Prosegue lo studio della scherma giapponese e si iscrive al Tengukan Heiho Dojo, diretto dal maestro d’armi Claudio Regoli, gentiluomo di straordinaria cultura; sotto la sua guida è iniziato in una scuola antica, la Tenshin Shoden Katori Shinto Ryu. Approfondisce le sue conoscenze intorno alla calligrafia shodo.
Nel 2003 chiude lo studio e inizia a viaggiare per mare: come secondo di bordo in diversi equipaggi, approda in Spagna, Portogallo, Baleari, Marocco, Algeria, Tunisia, Malta, Cipro, Canale di Suez, Sudan, Eritrea, Djibouti, Yemen, Seychelles. Conclude l’esperienza nel 2009.
Nuovamente sulla terra ferma apre un nuovo studio a Milano.
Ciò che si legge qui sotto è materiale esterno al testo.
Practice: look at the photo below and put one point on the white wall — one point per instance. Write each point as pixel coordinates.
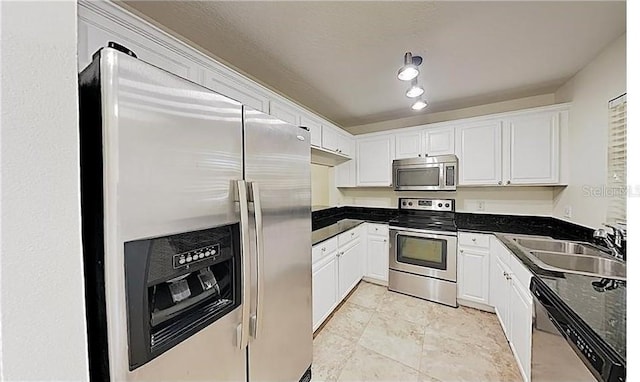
(41, 288)
(589, 91)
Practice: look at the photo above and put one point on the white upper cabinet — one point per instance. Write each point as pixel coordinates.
(374, 156)
(532, 143)
(240, 92)
(330, 138)
(409, 145)
(479, 150)
(284, 112)
(439, 141)
(315, 129)
(426, 142)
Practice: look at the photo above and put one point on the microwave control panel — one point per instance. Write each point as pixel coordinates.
(201, 254)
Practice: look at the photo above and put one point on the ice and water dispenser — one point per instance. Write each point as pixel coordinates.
(177, 285)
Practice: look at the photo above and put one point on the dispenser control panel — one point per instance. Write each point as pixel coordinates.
(201, 254)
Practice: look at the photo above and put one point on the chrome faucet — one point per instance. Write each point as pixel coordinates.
(619, 234)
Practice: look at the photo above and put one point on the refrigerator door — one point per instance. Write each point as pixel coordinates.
(277, 171)
(172, 157)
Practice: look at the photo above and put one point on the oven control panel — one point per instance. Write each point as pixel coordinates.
(427, 204)
(196, 255)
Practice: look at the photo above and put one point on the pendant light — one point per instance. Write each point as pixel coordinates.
(410, 69)
(415, 90)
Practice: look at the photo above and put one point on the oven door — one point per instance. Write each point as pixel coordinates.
(418, 177)
(424, 253)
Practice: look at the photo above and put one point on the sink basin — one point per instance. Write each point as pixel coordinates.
(587, 265)
(550, 245)
(571, 257)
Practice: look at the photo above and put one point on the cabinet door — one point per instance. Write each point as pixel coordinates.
(345, 174)
(315, 129)
(500, 287)
(242, 93)
(479, 149)
(349, 268)
(439, 141)
(378, 257)
(473, 275)
(533, 144)
(325, 289)
(521, 310)
(284, 112)
(409, 145)
(374, 156)
(330, 138)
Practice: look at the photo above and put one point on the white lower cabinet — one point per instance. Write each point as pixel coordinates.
(473, 270)
(338, 266)
(325, 288)
(349, 268)
(520, 319)
(513, 303)
(377, 253)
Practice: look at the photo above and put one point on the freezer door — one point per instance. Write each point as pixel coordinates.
(172, 154)
(277, 170)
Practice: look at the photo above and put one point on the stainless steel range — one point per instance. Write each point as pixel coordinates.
(422, 254)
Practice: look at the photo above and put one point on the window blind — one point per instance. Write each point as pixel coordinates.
(617, 160)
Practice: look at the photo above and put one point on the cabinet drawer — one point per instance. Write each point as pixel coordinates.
(324, 248)
(473, 239)
(378, 229)
(347, 237)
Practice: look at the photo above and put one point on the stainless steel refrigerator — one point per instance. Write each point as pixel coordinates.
(196, 227)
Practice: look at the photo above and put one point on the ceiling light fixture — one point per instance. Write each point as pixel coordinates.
(415, 90)
(410, 69)
(419, 104)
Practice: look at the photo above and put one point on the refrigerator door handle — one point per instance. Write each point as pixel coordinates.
(255, 321)
(243, 329)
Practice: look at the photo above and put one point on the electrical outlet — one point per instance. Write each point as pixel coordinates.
(567, 211)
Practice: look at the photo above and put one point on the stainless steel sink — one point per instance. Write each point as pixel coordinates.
(550, 245)
(571, 257)
(588, 265)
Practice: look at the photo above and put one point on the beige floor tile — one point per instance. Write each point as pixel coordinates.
(368, 295)
(349, 321)
(404, 307)
(367, 365)
(330, 354)
(448, 359)
(395, 338)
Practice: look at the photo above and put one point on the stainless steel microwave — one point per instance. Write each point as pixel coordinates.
(436, 173)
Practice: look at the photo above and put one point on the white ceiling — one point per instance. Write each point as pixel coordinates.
(340, 58)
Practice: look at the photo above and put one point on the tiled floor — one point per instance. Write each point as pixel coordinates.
(377, 335)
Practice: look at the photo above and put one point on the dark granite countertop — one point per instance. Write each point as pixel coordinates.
(332, 230)
(605, 312)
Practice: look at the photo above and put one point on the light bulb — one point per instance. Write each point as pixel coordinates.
(408, 72)
(419, 104)
(415, 90)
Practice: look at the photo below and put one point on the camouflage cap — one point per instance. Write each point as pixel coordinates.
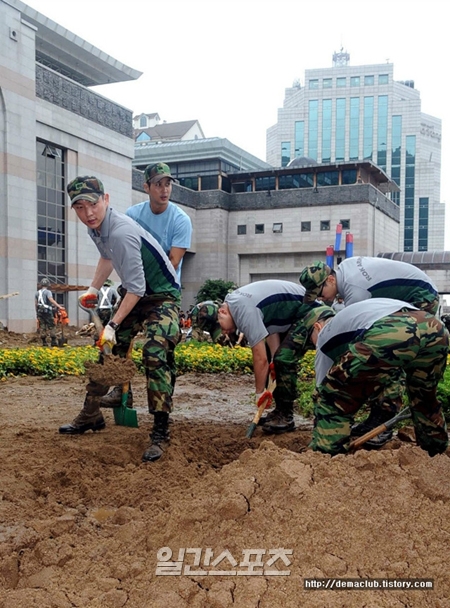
(156, 172)
(312, 278)
(86, 188)
(205, 316)
(318, 313)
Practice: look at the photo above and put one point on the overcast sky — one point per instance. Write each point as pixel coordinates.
(228, 63)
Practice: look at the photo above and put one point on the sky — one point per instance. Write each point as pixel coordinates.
(227, 63)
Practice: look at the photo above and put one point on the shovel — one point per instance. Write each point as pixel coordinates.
(262, 407)
(360, 441)
(123, 415)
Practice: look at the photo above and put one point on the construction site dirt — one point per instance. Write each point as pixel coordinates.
(220, 520)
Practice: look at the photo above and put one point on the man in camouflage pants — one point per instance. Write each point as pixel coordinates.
(150, 300)
(360, 278)
(359, 352)
(270, 314)
(205, 318)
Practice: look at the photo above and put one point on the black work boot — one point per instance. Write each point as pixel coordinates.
(114, 398)
(280, 420)
(159, 438)
(89, 419)
(376, 417)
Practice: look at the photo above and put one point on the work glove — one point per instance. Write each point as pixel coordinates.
(107, 337)
(272, 371)
(260, 398)
(89, 299)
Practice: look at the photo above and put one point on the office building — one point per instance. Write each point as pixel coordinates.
(357, 113)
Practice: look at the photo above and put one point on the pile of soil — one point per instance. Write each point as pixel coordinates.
(83, 523)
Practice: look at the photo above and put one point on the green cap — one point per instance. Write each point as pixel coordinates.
(312, 278)
(155, 173)
(86, 188)
(318, 313)
(205, 316)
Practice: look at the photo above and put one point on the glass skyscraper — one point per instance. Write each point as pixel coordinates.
(346, 113)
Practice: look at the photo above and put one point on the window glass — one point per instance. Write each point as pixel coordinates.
(51, 214)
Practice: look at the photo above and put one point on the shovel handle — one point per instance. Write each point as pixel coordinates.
(262, 407)
(357, 443)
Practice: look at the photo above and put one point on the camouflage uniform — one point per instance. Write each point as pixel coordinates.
(385, 279)
(412, 340)
(204, 318)
(159, 321)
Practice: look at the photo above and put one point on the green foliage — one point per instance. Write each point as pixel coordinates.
(197, 357)
(214, 289)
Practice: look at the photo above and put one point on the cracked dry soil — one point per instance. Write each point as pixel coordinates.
(82, 520)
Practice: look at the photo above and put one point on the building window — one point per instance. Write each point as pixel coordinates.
(264, 183)
(51, 215)
(328, 178)
(285, 153)
(348, 176)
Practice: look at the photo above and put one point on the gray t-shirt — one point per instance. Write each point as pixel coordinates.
(342, 329)
(266, 307)
(361, 278)
(137, 257)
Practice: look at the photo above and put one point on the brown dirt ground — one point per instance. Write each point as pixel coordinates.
(82, 520)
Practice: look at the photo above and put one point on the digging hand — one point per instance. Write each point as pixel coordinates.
(89, 299)
(107, 338)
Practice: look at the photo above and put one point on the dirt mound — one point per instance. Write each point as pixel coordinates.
(84, 523)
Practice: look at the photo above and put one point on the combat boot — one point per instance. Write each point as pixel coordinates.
(114, 398)
(159, 438)
(376, 417)
(89, 419)
(280, 420)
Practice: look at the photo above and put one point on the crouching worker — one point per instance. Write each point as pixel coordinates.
(150, 302)
(270, 314)
(359, 351)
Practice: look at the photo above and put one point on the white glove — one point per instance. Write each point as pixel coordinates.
(89, 299)
(108, 336)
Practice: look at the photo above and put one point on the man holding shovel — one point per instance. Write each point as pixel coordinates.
(361, 278)
(168, 224)
(150, 293)
(271, 312)
(359, 352)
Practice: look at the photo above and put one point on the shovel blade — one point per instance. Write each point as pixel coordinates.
(126, 416)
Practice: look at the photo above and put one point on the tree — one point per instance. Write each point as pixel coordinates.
(214, 289)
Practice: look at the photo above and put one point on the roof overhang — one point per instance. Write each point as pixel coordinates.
(68, 54)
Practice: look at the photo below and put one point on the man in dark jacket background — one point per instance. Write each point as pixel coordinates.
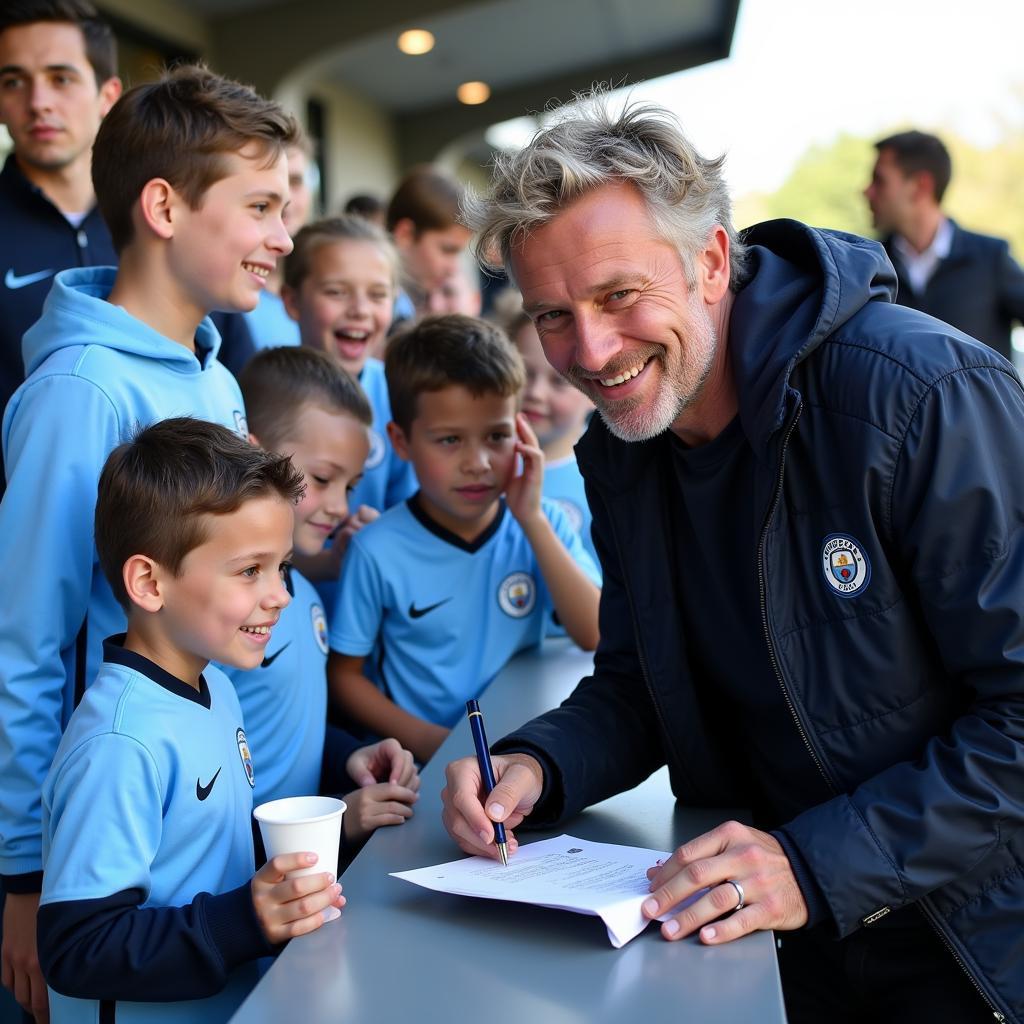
(965, 279)
(807, 504)
(57, 82)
La sua pittura si dirige sempre più verso tutta la tradizione e corrente gestuale, segnica e calligrafica, sia americana che europea, verso Yves Klein e il Gruppo Gutai, Franz Kline, Mark Rothko e gli altri Giovani americani arrabbiati. Sperimenta, con sempre più frequenza, smalti industriali (che usa come fossero inchiostro…) e carta di ogni tipo, sia preziosa che da imballo, pennelli orientali e pennellesse da artigiano. Si applica nella realizzazione del motto samurai “Bun bu ryoto”: “Pennello e spada: le due ruote dello stesso carro”. Orienta le sue ricerche nell’antichità più profonda: shintoismo, sciamanesimo mongolico, culture preelleniche, nella certezza di trovare – prima della sua dipartita… – la Natura primordiale, vergine, autentica e incorruttibile, e assaporare la divinità.
È alla ricerca di un erede, cui affidare in futuro la sua biblioteca.